HUKUKTA ALTERNATİF ÇÖZÜM YOLLARI
Zaman akıp gidiyor ve takvimden her gün bir yaprak daha düşmeye devam ediyor. Ve akan zamanda insanlar var olduğu sürece birbirleri ile aralarındaki sorunlar da daima var olacaktır. İnsanların bu sorunları çözmek için bir çok yola başvurabilme şansları vardır. Sorunu olan ve çözüme kavuşamayan her insanın ilk aklıma devlet mahkemeleri gelmektedir. Bu düşünce de bir yanlışlık yok, mahkemeler de bu sorunları gidermek için vardır elbette fakat her sorunun mahkemeye gitmesi demek yargıda iş yükünün artması ve artan iş yüküne paralel olarak yargılama sürecinin uzamasına neden olacaktır.
Hukuki uyuşmazlıkların çözümünde başvurulan yerel mahkeme faaliyetlerinin uzun sürmesi, maliyetlerinin fazlalığı gibi nedenler, uyuşmazlıkların çözümünde alternatif yollar aramaya sevk etmiştir. Böyle bir sorunun oluşmasına engel olmak adına “ADR” olarak adlandırılan alternatif çözüm yolları oluşturulmuştur. Alternatif çözüm yolları, tarafsız bir üçüncü kişinin taraflara, uyuşmazlığı çözme konusunda yardımcı olduğu, taraflar arasındaki uyuşmazlığın ortadan kaldırılması için çözümler ürettiği, devletin yargı organları yanında varlığını sürdüren ve seçimlik nitelik taşıyan uyuşmazlık çözme yöntemleridir. Alternatif çözüm, aslında yargı sistemi ile rekabet içinde olmadığı gibi, amaç yargıyı ortadan kaldırmak da değildir.
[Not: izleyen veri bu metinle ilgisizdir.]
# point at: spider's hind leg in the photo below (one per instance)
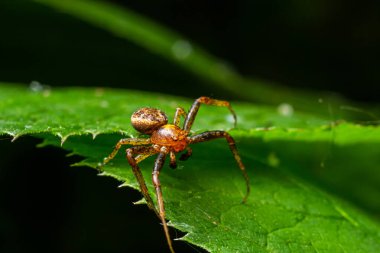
(160, 201)
(173, 162)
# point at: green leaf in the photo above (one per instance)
(292, 207)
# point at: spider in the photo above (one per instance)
(167, 140)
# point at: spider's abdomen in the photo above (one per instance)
(170, 136)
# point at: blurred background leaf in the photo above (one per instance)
(320, 45)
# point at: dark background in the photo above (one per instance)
(47, 206)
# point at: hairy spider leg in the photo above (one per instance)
(187, 154)
(142, 151)
(127, 141)
(173, 162)
(177, 116)
(177, 120)
(160, 201)
(210, 135)
(208, 101)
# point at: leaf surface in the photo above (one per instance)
(292, 208)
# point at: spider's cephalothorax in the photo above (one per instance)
(169, 139)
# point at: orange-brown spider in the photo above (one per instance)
(169, 139)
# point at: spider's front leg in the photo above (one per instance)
(208, 101)
(210, 135)
(142, 152)
(127, 141)
(160, 201)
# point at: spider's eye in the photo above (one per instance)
(147, 120)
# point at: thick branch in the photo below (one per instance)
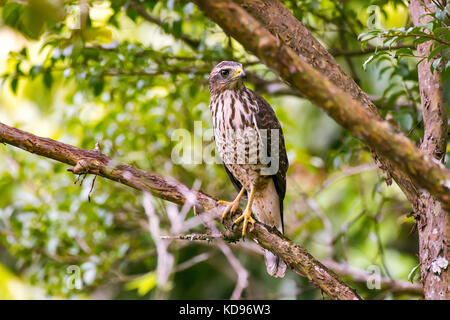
(342, 107)
(274, 16)
(433, 221)
(94, 162)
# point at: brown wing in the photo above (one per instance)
(266, 119)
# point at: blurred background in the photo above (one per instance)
(127, 74)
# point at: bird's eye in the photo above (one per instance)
(224, 72)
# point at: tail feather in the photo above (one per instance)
(275, 266)
(268, 209)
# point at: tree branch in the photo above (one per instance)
(94, 162)
(363, 276)
(295, 35)
(433, 221)
(364, 124)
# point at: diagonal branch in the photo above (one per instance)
(358, 118)
(94, 162)
(295, 35)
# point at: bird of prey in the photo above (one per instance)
(250, 141)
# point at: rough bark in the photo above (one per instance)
(358, 118)
(433, 221)
(94, 162)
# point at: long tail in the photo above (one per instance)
(266, 206)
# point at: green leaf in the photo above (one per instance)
(48, 79)
(143, 284)
(413, 273)
(14, 83)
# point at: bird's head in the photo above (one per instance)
(227, 75)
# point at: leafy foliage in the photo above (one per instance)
(130, 73)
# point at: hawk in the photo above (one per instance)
(250, 141)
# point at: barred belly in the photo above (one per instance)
(237, 138)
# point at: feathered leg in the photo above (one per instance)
(231, 206)
(247, 215)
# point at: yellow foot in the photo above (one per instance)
(230, 207)
(247, 217)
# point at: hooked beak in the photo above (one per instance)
(239, 73)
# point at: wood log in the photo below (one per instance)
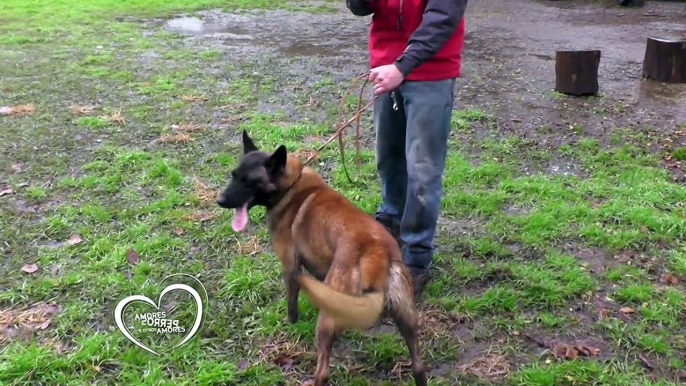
(631, 3)
(576, 72)
(665, 60)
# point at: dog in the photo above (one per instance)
(356, 273)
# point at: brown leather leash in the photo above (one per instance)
(342, 126)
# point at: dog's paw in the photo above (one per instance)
(291, 319)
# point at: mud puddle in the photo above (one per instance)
(293, 34)
(508, 60)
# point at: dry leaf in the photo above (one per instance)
(191, 98)
(669, 279)
(566, 351)
(88, 109)
(587, 350)
(284, 362)
(645, 362)
(115, 117)
(74, 239)
(19, 109)
(242, 364)
(175, 138)
(29, 268)
(132, 257)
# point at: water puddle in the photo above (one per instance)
(290, 33)
(216, 28)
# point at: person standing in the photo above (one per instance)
(414, 53)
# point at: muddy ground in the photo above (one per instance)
(508, 74)
(508, 64)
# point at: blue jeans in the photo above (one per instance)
(411, 147)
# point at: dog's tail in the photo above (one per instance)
(348, 311)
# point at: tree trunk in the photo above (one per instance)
(665, 60)
(576, 72)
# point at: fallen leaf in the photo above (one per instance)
(645, 362)
(242, 364)
(19, 109)
(563, 350)
(132, 257)
(284, 362)
(669, 279)
(191, 98)
(51, 309)
(88, 109)
(29, 268)
(586, 350)
(74, 239)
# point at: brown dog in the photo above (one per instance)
(357, 267)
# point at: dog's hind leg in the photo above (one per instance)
(325, 336)
(290, 265)
(292, 290)
(402, 310)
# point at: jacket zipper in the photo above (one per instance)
(400, 15)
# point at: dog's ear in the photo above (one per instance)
(277, 161)
(248, 145)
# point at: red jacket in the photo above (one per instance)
(422, 37)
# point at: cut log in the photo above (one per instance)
(665, 60)
(631, 3)
(576, 72)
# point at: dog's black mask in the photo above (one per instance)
(253, 181)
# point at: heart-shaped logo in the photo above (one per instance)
(158, 321)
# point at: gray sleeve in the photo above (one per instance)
(441, 18)
(359, 7)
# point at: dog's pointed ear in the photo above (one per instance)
(277, 161)
(248, 145)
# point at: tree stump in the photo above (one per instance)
(665, 60)
(576, 72)
(631, 3)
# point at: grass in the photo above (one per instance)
(108, 186)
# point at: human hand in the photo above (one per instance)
(385, 78)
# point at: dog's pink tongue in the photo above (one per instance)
(240, 219)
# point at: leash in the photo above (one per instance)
(338, 133)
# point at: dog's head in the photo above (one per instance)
(255, 181)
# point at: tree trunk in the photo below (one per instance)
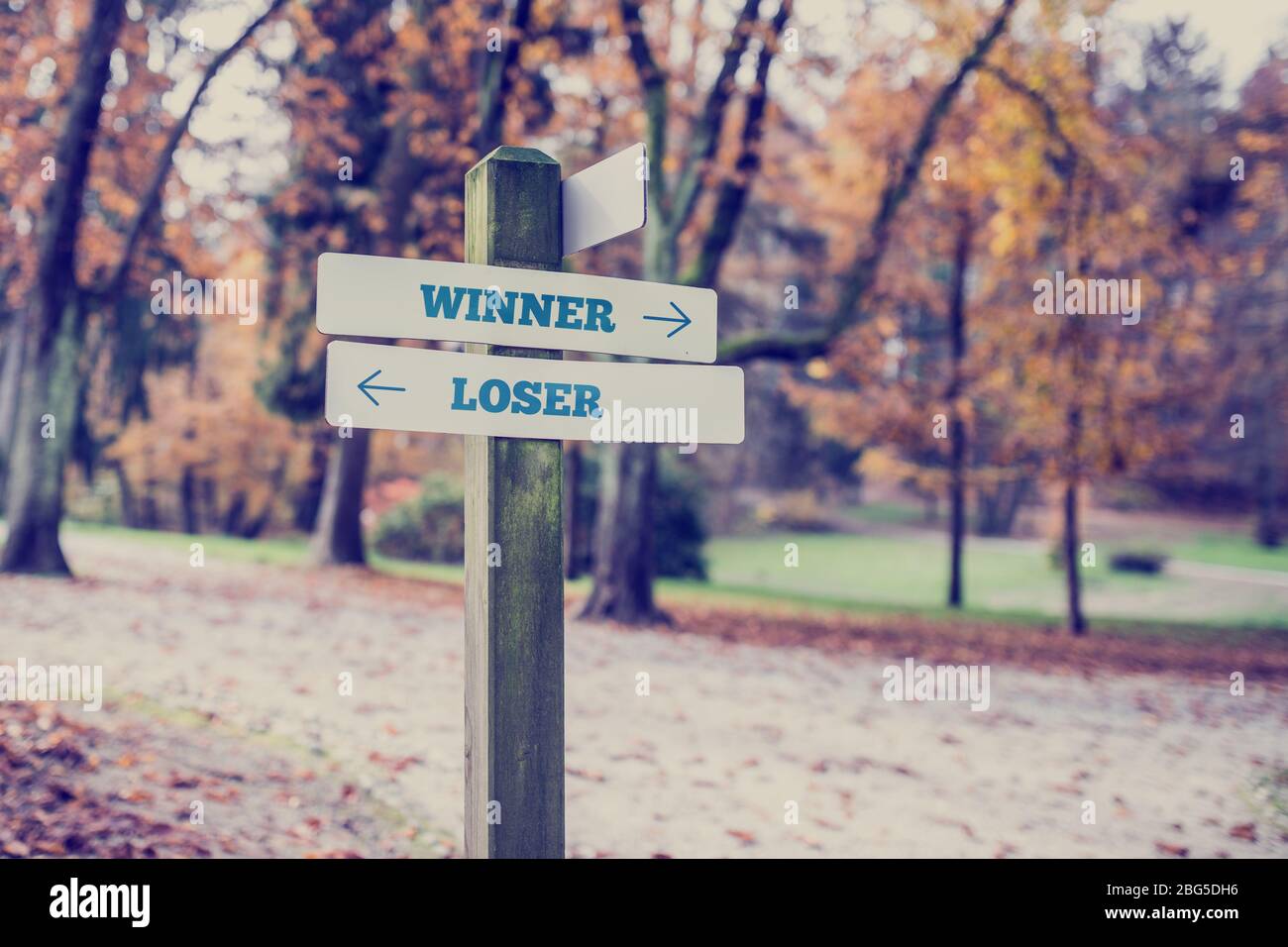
(338, 534)
(35, 486)
(188, 501)
(1073, 579)
(957, 513)
(1269, 530)
(572, 491)
(308, 499)
(11, 375)
(957, 429)
(34, 504)
(129, 515)
(623, 538)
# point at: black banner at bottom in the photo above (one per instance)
(331, 896)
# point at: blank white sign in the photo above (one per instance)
(605, 200)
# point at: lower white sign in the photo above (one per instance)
(395, 388)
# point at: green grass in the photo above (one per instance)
(864, 575)
(1231, 549)
(911, 573)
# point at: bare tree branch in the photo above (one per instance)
(732, 195)
(706, 131)
(151, 198)
(863, 270)
(494, 88)
(653, 82)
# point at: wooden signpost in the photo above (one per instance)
(514, 398)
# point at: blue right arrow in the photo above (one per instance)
(366, 386)
(683, 321)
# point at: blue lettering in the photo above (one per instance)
(597, 312)
(500, 389)
(459, 402)
(436, 304)
(555, 393)
(526, 401)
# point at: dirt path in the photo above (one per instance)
(729, 740)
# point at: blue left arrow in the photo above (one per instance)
(368, 388)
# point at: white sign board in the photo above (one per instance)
(395, 388)
(605, 200)
(398, 298)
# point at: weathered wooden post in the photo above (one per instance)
(514, 641)
(519, 219)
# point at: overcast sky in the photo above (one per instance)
(1239, 31)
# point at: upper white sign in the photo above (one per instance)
(605, 200)
(398, 298)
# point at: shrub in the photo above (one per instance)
(679, 532)
(1137, 561)
(798, 509)
(429, 527)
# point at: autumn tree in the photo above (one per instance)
(71, 278)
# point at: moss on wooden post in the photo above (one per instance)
(514, 725)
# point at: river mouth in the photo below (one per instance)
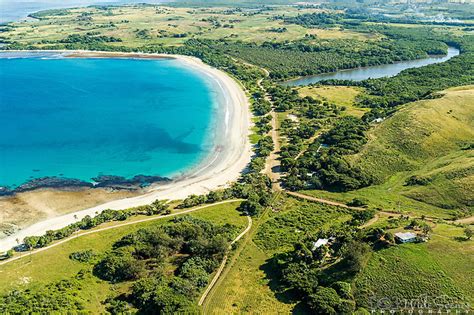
(90, 122)
(373, 72)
Alternatif uyuşmazlık çözüm yöntemlerinin, yargının yerine işleve getirilmek istenen bir merci olmadığını belirtmek isteriz.
Alternatif çözüm yollarının en büyük amacı yargının işleyişine yardımcı olmaktır ve tarafların ortak bir payda da buluşmasına zemin hazırlamaktadır. Bu yüzdendir ki alternatif çözüm yolları söz konusu olduğunda kazanan ya da kaybeden taraf söz konusu değildir amaç iki tarafın da kazanmasını sağlamaktır.
Uzlaştırma, uzun süren birtakım yargısal faaliyetlere gerek kalmadan suçlu ve mağdurun anlaşmalarına imkan sağlar. Bazı durumlarda suçlunun bir cezaya mahkum edilmesi yerine, suçlunun mağdurun zararını tazmin etmesi veya mağdurdan özür dilemesi gibi edimleri yerine getirmesi her iki taraf açısından avantajlı olabilmektedir. Böylece suç sahibi kişi,bir cezaya mahkum olmanın olumsuz etkilerinden kurtulmuş olacak ve mağdurun suçla birlikte meydana gelen maddi ve manevi zararları da hızlı ve etkili biçimde giderilmiş olacaktır sonuç olarak iki tarafta meydana gelen olaydan en az zararla ve en fazla yararla evine dönmüş olacaktır. Uzlaştırma müzakereleri sona erdiğinde uzlaştırmacı tarafından Uzlaşma Raporu hazırlanır.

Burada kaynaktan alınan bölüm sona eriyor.